The Catholic Studies Reader (Fordham University Press, 2011), edited by James T. Fisher, Ph.D., professor of theology, and Margaret McGuinness, Ph.D., professor of theology at LaSalle University, won first place in the history category of the 2012 Catholic Press Awards.
A comprehensive book on Catholic Studies, The Catholic Studies Reader provides colleges and universities with a basis for the prevalent yet sundry discipline.
“Catholic Studies programs exist at dozens, perhaps over a hundred campuses nationwide, and they vary so widely and there is so little interaction between programs,” Fisher said. “We thought it would be a good idea to provide some models of what Catholic Studies is and what it does.”
The collection of 17 essays covers five central themes— “Sources and Contexts,” “Traditions and Methods,” “Pedagogy and Practice,” “Ethnicity, Race, and Catholic Studies,” and “The Catholic Imagination”—that relate to Catholic Studies in particular and the life of the Catholic Church overall.
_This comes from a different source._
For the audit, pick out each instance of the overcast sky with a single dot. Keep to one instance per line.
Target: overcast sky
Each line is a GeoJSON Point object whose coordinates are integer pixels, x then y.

“It was envisioned as a part of the Curran Center’s initiative ‘Passing on the Faith,’ a project designed to address some of the challenges facing the Church,” Fisher said. “We thought it would be good to devote a volume to the field of Catholic Studies itself.”
The book also received praise in the latest issue of Conversations on Jesuit Higher Education magazine.
“What has been significantly lacking in this welcome if haphazard growth [of Catholic Studies programs] are resources that bring an informed historical perspective and critical evaluation of the sheer variety of resources available to scholars engaged in this relatively new discipline,” wrote Mark Massa, S.J., dean of the Boston College School of Theology and Ministry and founder of the Curran Center.
“Professors James Fisher and Margaret McGuinness have done all of us engaged in the Catholic Studies initiative significant service in their new reader,” he continued. “The Catholic Studies Reader promises to be of singular benefit to academics and programs that span the broad spectrum of ideology and mission, and will lend cohesion to a congeries of programs that are now united more in name than in purpose or structure.”
Other Fordham contributors to the reader include Jeannine Hill-Fletcher, Th.D., associate professor of theology; Maureen H. O’Connell, Ph.D., associate professor of theology; Angela Alaimo O’Donnell, associate director of the Curran Center; and Catherine Osborne, a doctoral candidate in the theology program.
“The recognition by the Catholic Press Association might find the book a wider audience, and—we hope—adoption as text in Catholic Studies courses nationwide,” Fisher said.